Friday, September 03, 2010

Kagan Responds to Forehand's Negative Mailer

District 17 Senate challenger Cheryl Kagan has issued the following response to Senator Jennie Forehand's negative mailer on ethics. Interestingly, Kagan includes a quote from Congressman Chris Van Hollen.

VAN HOLLEN COMMENDS KAGAN FOR “LIMITING EXCESSIVE INFLUENCE OF SPECIAL INTERESTS” IN POLITICS

(ROCKVILLE, September 3, 2010) - U.S. Rep. Chris Van Hollen today commended District 17 State Senate candidate Cheryl Kagan for her initiatives to “limit the excessive influence of special interests” in politics. Kagan kicked off her campaign last year with a “Clean Seventeen” pledge to accept only half the maximum amount of campaign contributions allowed under law, as well as voluntarily close the so-called “LLC Loophole” that allows wealthy interests to skirt the law entirely. She has since returned money that exceeded her self-imposed limit.

“I commend you for your campaign finance initiatives to limit the excessive influence of special interests in the legislative and political process,” Van Hollen wrote in a letter to Kagan. “It is essential that we take action at the federal, state and local levels to ensure that the people’s interest triumphs over well financed special interests.”
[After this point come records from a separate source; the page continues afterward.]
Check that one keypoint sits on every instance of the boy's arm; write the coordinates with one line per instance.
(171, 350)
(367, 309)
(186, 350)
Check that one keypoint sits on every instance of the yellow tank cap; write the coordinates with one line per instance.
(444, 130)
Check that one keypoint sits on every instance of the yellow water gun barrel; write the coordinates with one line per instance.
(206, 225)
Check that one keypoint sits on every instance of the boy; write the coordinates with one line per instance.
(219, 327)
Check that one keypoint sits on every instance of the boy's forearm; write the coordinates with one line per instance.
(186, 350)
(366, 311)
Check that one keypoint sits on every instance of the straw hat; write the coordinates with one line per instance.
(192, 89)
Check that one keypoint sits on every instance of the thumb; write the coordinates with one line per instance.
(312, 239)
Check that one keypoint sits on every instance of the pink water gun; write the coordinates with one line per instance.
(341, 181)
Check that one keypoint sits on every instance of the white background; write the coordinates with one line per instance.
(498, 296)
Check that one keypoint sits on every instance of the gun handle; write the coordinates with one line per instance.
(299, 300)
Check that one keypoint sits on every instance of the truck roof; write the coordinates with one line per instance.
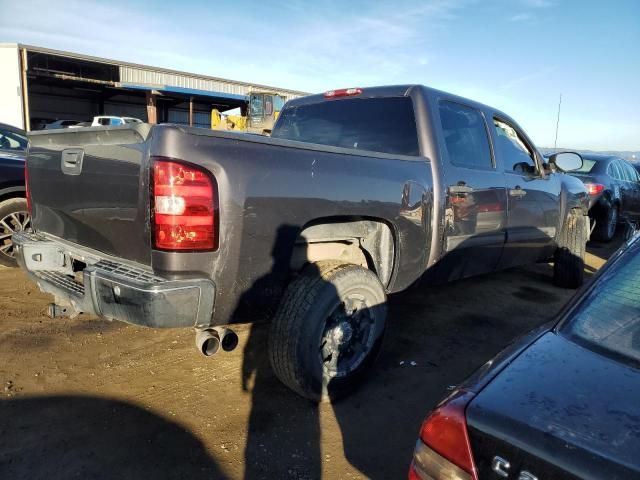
(390, 91)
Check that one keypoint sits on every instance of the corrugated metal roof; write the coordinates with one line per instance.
(145, 74)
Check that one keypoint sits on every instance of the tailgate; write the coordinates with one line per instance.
(90, 186)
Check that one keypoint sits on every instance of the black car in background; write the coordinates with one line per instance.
(563, 402)
(14, 214)
(614, 187)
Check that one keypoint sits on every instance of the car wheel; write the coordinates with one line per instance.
(606, 225)
(14, 217)
(568, 267)
(328, 329)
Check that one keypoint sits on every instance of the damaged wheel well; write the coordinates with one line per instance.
(368, 242)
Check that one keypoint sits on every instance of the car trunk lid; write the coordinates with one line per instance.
(559, 410)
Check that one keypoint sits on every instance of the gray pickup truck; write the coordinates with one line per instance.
(357, 194)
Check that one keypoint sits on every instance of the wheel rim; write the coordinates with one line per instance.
(348, 336)
(613, 221)
(10, 224)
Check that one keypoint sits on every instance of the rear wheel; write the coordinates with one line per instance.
(606, 225)
(14, 217)
(328, 329)
(568, 267)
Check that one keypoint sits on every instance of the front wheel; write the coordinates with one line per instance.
(14, 217)
(328, 329)
(568, 267)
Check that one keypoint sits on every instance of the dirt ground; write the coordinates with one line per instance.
(86, 398)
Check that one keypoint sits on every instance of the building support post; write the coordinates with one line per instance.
(25, 91)
(152, 109)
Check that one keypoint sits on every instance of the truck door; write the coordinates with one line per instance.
(533, 197)
(476, 195)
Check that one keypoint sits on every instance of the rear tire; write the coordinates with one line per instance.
(568, 267)
(328, 330)
(606, 225)
(14, 217)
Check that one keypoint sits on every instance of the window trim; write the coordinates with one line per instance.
(539, 170)
(492, 157)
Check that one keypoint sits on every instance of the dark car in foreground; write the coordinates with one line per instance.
(563, 402)
(614, 188)
(14, 215)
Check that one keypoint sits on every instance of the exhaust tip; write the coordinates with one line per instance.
(229, 339)
(208, 342)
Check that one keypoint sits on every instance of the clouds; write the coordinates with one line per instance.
(521, 17)
(515, 55)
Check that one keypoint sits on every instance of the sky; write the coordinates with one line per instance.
(517, 55)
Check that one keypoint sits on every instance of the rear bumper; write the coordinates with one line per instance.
(113, 290)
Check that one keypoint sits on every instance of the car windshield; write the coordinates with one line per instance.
(587, 166)
(608, 319)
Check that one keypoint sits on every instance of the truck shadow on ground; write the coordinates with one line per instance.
(435, 338)
(87, 437)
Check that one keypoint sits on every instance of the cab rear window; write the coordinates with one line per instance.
(384, 125)
(608, 319)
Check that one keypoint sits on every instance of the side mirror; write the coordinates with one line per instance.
(566, 161)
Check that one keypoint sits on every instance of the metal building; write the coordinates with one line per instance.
(40, 85)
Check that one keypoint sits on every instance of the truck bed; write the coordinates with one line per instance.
(269, 190)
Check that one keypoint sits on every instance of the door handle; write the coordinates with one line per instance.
(517, 192)
(461, 187)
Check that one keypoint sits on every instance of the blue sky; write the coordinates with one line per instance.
(517, 55)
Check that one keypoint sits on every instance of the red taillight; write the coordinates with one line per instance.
(185, 209)
(594, 188)
(445, 432)
(26, 187)
(342, 92)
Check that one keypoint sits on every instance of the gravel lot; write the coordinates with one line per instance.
(86, 398)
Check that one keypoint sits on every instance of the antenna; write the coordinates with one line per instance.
(555, 143)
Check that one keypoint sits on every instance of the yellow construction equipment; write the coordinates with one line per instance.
(260, 113)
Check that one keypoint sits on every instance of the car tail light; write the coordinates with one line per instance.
(26, 187)
(443, 450)
(594, 188)
(185, 207)
(342, 92)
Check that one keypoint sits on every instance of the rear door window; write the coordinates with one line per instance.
(385, 125)
(12, 141)
(465, 136)
(629, 172)
(616, 170)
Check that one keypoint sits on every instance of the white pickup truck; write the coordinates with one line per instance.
(106, 120)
“I’m so gratified by Chris’s kind words about my work on ethics and campaign finance reform,” said Kagan. “We share a desire to reduce the influence of big money in politics. I hope to continue my work to strengthen state campaign financing laws in the State Senate just as Chris is working in Congress to improve the federal system.”

Ironically, Van Hollen’s praise came as Kagan’s opponent, incumbent senator Jennie Forehand, launched a puzzling attack that in essence complained that her challenger was too diligent in following ethics laws 14 years ago.

“Jennie seems confused,” said Kagan, who represented the same district in the House of Delegates for eight years. “The point of the story she’s raised in her attack mailer is that I followed not just the letter of Maryland’s ethics laws, but the spirit of them as well. In fact, I was praised for doing so by the media.”

The basis of Forehand’s distorted charge: long before she met and married her husband, Kagan dated a man who happened to be a lobbyist. All but $40.50 of the total referenced in Forehand’s attack mailer were the expenses of their dates, which Kagan disclosed even though she was not required to do so. She even voted against her then-boyfriend’s top client!

While Kagan was busy assiduously following ethics and campaign finance laws, over the past 10 years Jennie Forehand has hidden the sources of more than one-fifth of her campaign contributions-- over $35,000-- in so-called “lump sum” amounts. Voters have no way of knowing who contributed how much when the money is stashed in these catch-all accounts. Forehand is the “Lump Sum Leader” in Montgomery County, secretly bundling more than four times as much as any other Montgomery County legislator.

Maryland Politics Watch, the respected political blog that reported on Forehand’s abuse of the lump sum system, described her as “on a different level” than any other candidate when it came to squirreling away money. It called her single biggest lump sum report “remarkable.” “...[W]hen a candidate employs [lump sums] to shield one-tenth, one-fifth or more of his or her donor base from identification, that creates the possibility of abuse,” MPW noted (http://maryland-politics.blogspot.com/2009/11/follow-money-part-six.html).

Lump sum reporting is supposed to represent groups of small donations (less than $51 each), and even so is discouraged by campaign finance authorities because it robs the public of important information as to who funds candidates’ campaigns. Forehand’s use of lump sum reporting doesn’t add up: for all of the individual donations that make up her $36,251 lump sum category to be under $50 each (with no repeat givers), she would need over 700 donors. She’s had fewer than 250.

“I hope Jennie will reveal all the sources of her campaign money, just as I and all accountable and responsible candidates do, and as the law requires,” said Kagan. She made the same request to Forehand directly at a recent Rockville debate.

Kagan has just created a new page on her web site called “Check the Facts!” with more information and links.